Bob Sullivan

Personal information
- Born: July 1, 1921 Saint Paul, Minnesota, U.S.
- Died: April 12, 2007 (aged 85) Manitowoc, Wisconsin, U.S.
- Listed height: 6 ft 0 in (1.83 m)
- Listed weight: 180 lb (82 kg)

Career information
- High school: Hayward (Hayward, Wisconsin)
- College: Wisconsin (1940–1943)
- Playing career: 1943–1952
- Position: Guard / forward

Career history
- 1943–1944, 1945–1948: Oshkosh All-Stars
- 1948–1950: Manitowac
- 1950–1952: Sheboygan

Career highlights
- NCAA champion (1941);

= Bob Sullivan (basketball) =

American basketball and baseball player

Robert Patrick Sullivan (July 1, 1921 – April 12, 2007) was an American professional basketball player. He played for the Oshkosh All-Stars in the National Basketball League for four total seasons, averaging 3.0 points per game for his career.
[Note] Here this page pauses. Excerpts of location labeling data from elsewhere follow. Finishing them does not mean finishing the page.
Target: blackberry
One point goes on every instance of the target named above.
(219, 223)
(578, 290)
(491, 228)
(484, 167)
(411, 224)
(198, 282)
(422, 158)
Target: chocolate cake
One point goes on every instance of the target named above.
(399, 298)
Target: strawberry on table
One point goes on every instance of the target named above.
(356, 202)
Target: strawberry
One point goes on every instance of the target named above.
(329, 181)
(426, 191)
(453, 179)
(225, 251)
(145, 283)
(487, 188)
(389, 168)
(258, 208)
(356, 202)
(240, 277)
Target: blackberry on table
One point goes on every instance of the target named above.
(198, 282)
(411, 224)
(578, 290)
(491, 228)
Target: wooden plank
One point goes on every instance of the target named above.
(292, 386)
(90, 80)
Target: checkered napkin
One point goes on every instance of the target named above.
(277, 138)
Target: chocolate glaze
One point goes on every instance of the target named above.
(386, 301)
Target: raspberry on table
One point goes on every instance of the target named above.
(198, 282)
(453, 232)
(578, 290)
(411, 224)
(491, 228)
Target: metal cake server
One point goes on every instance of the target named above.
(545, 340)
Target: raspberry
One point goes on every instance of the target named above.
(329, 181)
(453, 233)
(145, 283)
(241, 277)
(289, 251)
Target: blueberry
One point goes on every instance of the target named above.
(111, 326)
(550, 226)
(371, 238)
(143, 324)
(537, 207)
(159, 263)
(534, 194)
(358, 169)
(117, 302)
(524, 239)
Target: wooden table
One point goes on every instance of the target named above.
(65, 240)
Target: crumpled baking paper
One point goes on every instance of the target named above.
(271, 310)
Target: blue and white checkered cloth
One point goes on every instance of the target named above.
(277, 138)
In college, he played baseball and basketball for the University of Wisconsin, and won a national championship in 1940–41 with the basketball team.

Sullivan played minor league baseball in 1946 and 1947 as well, suiting up for the Green Bay Bluejays in the Wisconsin State League.

After his basketball and baseball careers, Sullivan worked for a process design and build company specializing in the management and monetizing of organic waste streams.